In der gleichfalls bei Uwe Berg erscheinenden „Toppenstedter Reihe”, die schon zahlreiche, unverzichtbare Bibliographien zur Konservativen Revolution herausgebracht hat, erschien jetzt ein weiterer Band, der sich ganz dem Nordland-Verlag widmet (Heinrich W. Schild und Audrey Gregory: Der Nordland Verlag. Eine Bibliographie, Toppenstedter Reihe, Bd 12, Toppenstedt: Uwe Berg 2005, 357 S., kt, zahlreiche Abb., 25.00 €) und neben einem Verzeichnis der erschienenen Titel zahlreiche Dokumente sowie einen Abriß der Verlagsgeschichte enthält. Obwohl Hitler das gelegentlich spöttisch mutmaßte, kam es auch in den Reihen der SS nicht dahin, daß er selbst in einem heidnischen Kult als Gott verehrt wurde. Derartige Blüten trieb der religiöse Sumpf erst in der Nachkriegszeit und bemerkenswerterweise außerhalb Deutschlands.
Das bekannteste Beispiel dürfte die Französin Maximine Portaz sein, die als Wahlinderin unter dem Namen „Savitri Devi” mit ihrer bizarren Mischung aus Hinduismus, Arierkult und Hitlervergottung eine gewisse Bekanntheit erreichte. Material über diese Seltsamkeit der religiösen Zeitgeschichte ist verständlicherweise rar. Insofern sei der Interessierte hingewiesen auf die Nummer der Zeitschrift Junges Forum, die dem 100. Geburtstag Savitri Devis gewidmet wurde und neben zwei Texten aus ihrer Feder eine ganze Reihe von Zeugnissen über ihre Person enthält (Ausgabe 5, hrsg. vom Regin-Verlag, Postfach 21 29, 47632 Straelen, 80 S., kt, 8.50 €).
Von dem Verdacht, auch nur in der Nähe eines religiösen „Hitlerismus” zu stehen, muß sich jeder fernhalten, der heute darum bemüht ist, die heidnische Tradition überhaupt wieder zu beleben.

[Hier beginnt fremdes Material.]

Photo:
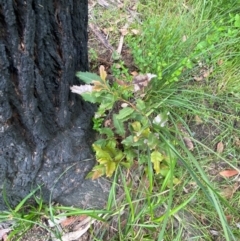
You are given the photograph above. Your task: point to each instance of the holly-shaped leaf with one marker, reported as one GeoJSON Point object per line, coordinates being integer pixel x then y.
{"type": "Point", "coordinates": [110, 168]}
{"type": "Point", "coordinates": [103, 73]}
{"type": "Point", "coordinates": [156, 158]}
{"type": "Point", "coordinates": [125, 112]}
{"type": "Point", "coordinates": [97, 172]}
{"type": "Point", "coordinates": [102, 155]}
{"type": "Point", "coordinates": [118, 124]}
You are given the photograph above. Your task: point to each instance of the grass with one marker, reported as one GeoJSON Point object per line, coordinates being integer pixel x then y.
{"type": "Point", "coordinates": [192, 47]}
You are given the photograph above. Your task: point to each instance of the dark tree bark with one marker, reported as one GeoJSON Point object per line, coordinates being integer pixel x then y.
{"type": "Point", "coordinates": [44, 129]}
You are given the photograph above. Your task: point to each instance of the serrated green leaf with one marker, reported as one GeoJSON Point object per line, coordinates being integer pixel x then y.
{"type": "Point", "coordinates": [101, 154]}
{"type": "Point", "coordinates": [118, 124]}
{"type": "Point", "coordinates": [110, 168]}
{"type": "Point", "coordinates": [125, 112]}
{"type": "Point", "coordinates": [128, 141]}
{"type": "Point", "coordinates": [97, 172]}
{"type": "Point", "coordinates": [140, 104]}
{"type": "Point", "coordinates": [156, 158]}
{"type": "Point", "coordinates": [88, 77]}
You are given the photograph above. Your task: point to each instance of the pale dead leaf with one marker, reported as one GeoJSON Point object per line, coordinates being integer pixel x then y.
{"type": "Point", "coordinates": [69, 221]}
{"type": "Point", "coordinates": [229, 173]}
{"type": "Point", "coordinates": [189, 144]}
{"type": "Point", "coordinates": [82, 229]}
{"type": "Point", "coordinates": [220, 147]}
{"type": "Point", "coordinates": [229, 191]}
{"type": "Point", "coordinates": [123, 31]}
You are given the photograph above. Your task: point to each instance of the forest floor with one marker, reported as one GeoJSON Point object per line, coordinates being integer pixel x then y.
{"type": "Point", "coordinates": [211, 133]}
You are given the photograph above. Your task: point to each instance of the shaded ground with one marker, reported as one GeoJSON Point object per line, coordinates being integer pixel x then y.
{"type": "Point", "coordinates": [102, 54]}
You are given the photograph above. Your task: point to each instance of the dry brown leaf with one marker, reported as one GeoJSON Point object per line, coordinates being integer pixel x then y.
{"type": "Point", "coordinates": [69, 221]}
{"type": "Point", "coordinates": [220, 147]}
{"type": "Point", "coordinates": [229, 173]}
{"type": "Point", "coordinates": [123, 31]}
{"type": "Point", "coordinates": [229, 191]}
{"type": "Point", "coordinates": [189, 144]}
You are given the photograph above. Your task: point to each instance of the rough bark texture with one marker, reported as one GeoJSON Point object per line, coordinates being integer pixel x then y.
{"type": "Point", "coordinates": [44, 129]}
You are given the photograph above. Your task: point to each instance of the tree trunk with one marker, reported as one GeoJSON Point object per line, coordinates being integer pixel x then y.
{"type": "Point", "coordinates": [44, 129]}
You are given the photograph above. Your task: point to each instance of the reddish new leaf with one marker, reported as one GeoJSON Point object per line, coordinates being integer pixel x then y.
{"type": "Point", "coordinates": [229, 173]}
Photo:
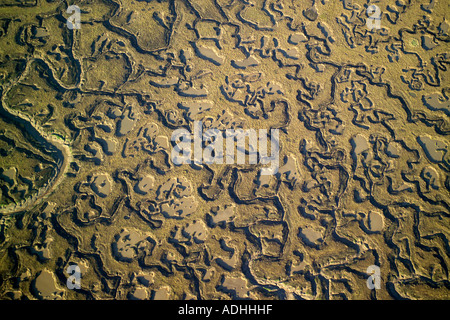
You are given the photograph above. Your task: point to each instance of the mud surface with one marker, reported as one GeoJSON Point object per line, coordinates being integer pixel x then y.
{"type": "Point", "coordinates": [87, 178]}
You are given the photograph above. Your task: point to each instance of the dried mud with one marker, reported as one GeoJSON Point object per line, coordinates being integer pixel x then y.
{"type": "Point", "coordinates": [87, 179]}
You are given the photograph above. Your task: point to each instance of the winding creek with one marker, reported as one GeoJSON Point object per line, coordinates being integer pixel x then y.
{"type": "Point", "coordinates": [57, 148]}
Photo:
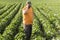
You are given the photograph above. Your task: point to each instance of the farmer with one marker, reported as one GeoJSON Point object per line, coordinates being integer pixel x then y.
{"type": "Point", "coordinates": [27, 20]}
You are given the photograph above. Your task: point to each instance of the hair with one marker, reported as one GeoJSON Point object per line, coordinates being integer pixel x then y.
{"type": "Point", "coordinates": [28, 2]}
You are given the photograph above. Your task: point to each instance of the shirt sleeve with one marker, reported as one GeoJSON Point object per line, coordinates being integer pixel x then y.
{"type": "Point", "coordinates": [24, 11]}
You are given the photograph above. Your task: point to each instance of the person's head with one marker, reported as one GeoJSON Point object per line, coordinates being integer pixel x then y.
{"type": "Point", "coordinates": [28, 3]}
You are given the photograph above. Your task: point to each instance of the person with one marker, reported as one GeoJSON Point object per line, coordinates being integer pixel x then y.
{"type": "Point", "coordinates": [27, 20]}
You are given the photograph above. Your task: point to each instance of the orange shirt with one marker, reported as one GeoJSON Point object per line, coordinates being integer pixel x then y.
{"type": "Point", "coordinates": [28, 17]}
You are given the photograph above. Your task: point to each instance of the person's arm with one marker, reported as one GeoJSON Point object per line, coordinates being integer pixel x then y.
{"type": "Point", "coordinates": [25, 10]}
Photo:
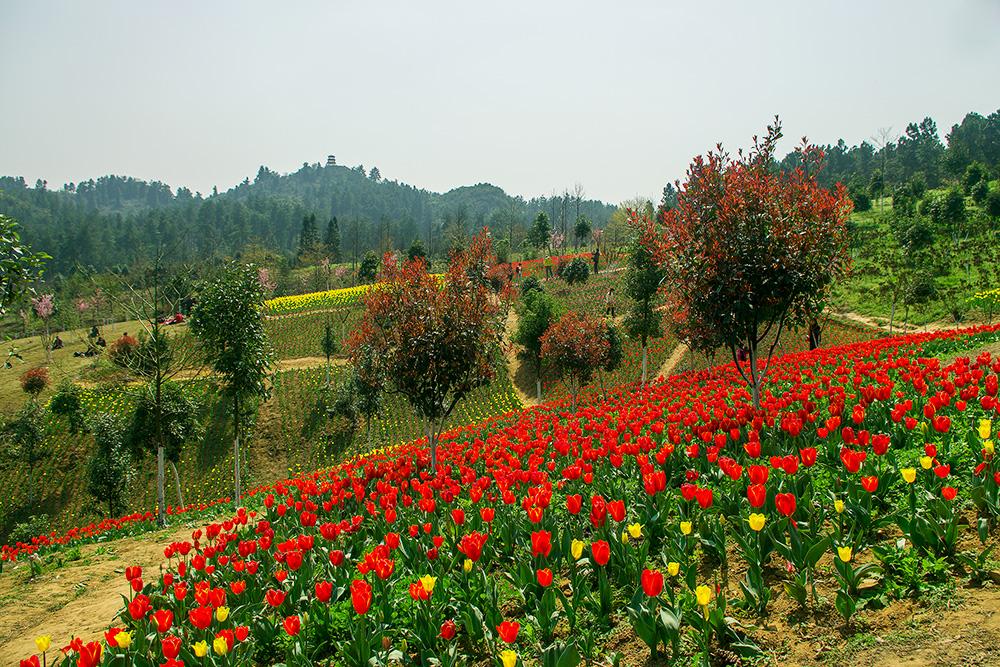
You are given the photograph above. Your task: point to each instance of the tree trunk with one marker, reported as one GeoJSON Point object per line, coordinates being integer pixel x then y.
{"type": "Point", "coordinates": [236, 450]}
{"type": "Point", "coordinates": [177, 482]}
{"type": "Point", "coordinates": [161, 499]}
{"type": "Point", "coordinates": [432, 444]}
{"type": "Point", "coordinates": [538, 380]}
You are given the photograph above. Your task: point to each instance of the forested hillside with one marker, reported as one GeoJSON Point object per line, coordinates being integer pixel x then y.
{"type": "Point", "coordinates": [114, 220]}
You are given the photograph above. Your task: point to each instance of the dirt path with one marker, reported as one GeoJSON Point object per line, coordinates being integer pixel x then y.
{"type": "Point", "coordinates": [671, 362]}
{"type": "Point", "coordinates": [898, 327]}
{"type": "Point", "coordinates": [963, 631]}
{"type": "Point", "coordinates": [82, 597]}
{"type": "Point", "coordinates": [517, 371]}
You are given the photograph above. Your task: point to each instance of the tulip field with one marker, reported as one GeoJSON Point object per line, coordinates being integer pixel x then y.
{"type": "Point", "coordinates": [667, 519]}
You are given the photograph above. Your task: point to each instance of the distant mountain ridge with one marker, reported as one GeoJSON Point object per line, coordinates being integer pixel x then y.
{"type": "Point", "coordinates": [109, 221]}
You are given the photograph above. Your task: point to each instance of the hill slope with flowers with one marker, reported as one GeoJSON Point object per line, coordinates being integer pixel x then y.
{"type": "Point", "coordinates": [668, 518]}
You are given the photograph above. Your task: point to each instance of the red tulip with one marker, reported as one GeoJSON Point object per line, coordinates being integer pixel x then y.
{"type": "Point", "coordinates": [139, 607]}
{"type": "Point", "coordinates": [785, 503]}
{"type": "Point", "coordinates": [274, 597]}
{"type": "Point", "coordinates": [541, 543]}
{"type": "Point", "coordinates": [361, 596]}
{"type": "Point", "coordinates": [90, 654]}
{"type": "Point", "coordinates": [472, 545]}
{"type": "Point", "coordinates": [448, 630]}
{"type": "Point", "coordinates": [652, 582]}
{"type": "Point", "coordinates": [324, 590]}
{"type": "Point", "coordinates": [200, 617]}
{"type": "Point", "coordinates": [601, 551]}
{"type": "Point", "coordinates": [508, 631]}
{"type": "Point", "coordinates": [171, 646]}
{"type": "Point", "coordinates": [164, 618]}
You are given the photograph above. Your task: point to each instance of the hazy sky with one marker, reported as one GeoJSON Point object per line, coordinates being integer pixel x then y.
{"type": "Point", "coordinates": [530, 96]}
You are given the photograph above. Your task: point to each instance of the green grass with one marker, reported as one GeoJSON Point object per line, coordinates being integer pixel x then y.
{"type": "Point", "coordinates": [858, 293]}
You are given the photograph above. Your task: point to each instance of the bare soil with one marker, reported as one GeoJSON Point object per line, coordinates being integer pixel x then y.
{"type": "Point", "coordinates": [80, 598]}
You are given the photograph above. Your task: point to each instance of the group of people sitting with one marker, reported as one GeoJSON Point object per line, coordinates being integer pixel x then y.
{"type": "Point", "coordinates": [95, 343]}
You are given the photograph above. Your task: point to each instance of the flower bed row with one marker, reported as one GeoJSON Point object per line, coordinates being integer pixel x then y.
{"type": "Point", "coordinates": [538, 533]}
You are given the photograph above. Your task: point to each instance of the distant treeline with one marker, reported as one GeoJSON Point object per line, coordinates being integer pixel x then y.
{"type": "Point", "coordinates": [116, 221]}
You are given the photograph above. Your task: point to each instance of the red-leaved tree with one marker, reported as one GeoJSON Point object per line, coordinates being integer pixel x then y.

Zu den ambitioniertesten Versuchen dieser Art gehört heute ohne Zweifel derjenige Daniel Junkers, der in der Vergangenheit schon mit einer Arbeit über Fahrenkrogs Germanische Glaubens-Gemeinschaft hervorgetreten war. Für 2006 hat er außerdem ein Heidnisches Jahrbuch herausgegeben (Norderstedt: Daniel Junker 2005. 352 S., kt, zahlreiche Abb., 26.80 €; Bezug über: Verlag Daniel Junker, Postfach 62 04 52, 22404 Hamburg), das auf mehr als dreihundert Seiten nicht nur Positionsbestimmungen enthält – hervorgehoben seien hier die Beiträge von Baal Müller und Reinhard Falter -, sondern auch Arbeiten, die sich sine ira et studio mit der Geschichte des Neopaganismus befassen, angefangen bei einem Aufsatz von Hans-Jürgen Lange über „Wunderglaube im Heidentum und in der alten Kirche” bis zu Thomas Lückewerths Abhandlung über den Maler Hermann Hendrich, einen Zeit- und Gesinnungsgenossen Fahrenkrogs.
Das Neuheidentum der Gegenwart setzt nur zu einem kleinen Teil die Traditionen der wilhelminischen oder der Zwischenkriegszeit fort. Häufig wird die Überlieferung sehr selektiv aufgegriffen und mit anderen Elementen kombiniert. Das fördert die Individualisierung und damit die Anähnelung an die Ausgangssituation, als der Zerfall des christlichen Abendlandes einen religiösen Pluralismus entstehen ließ, der alle möglichen Glaubensvarianten hervorbrachte, aber keine Gestaltung des Glaubenslebens anstelle des kirchlichen.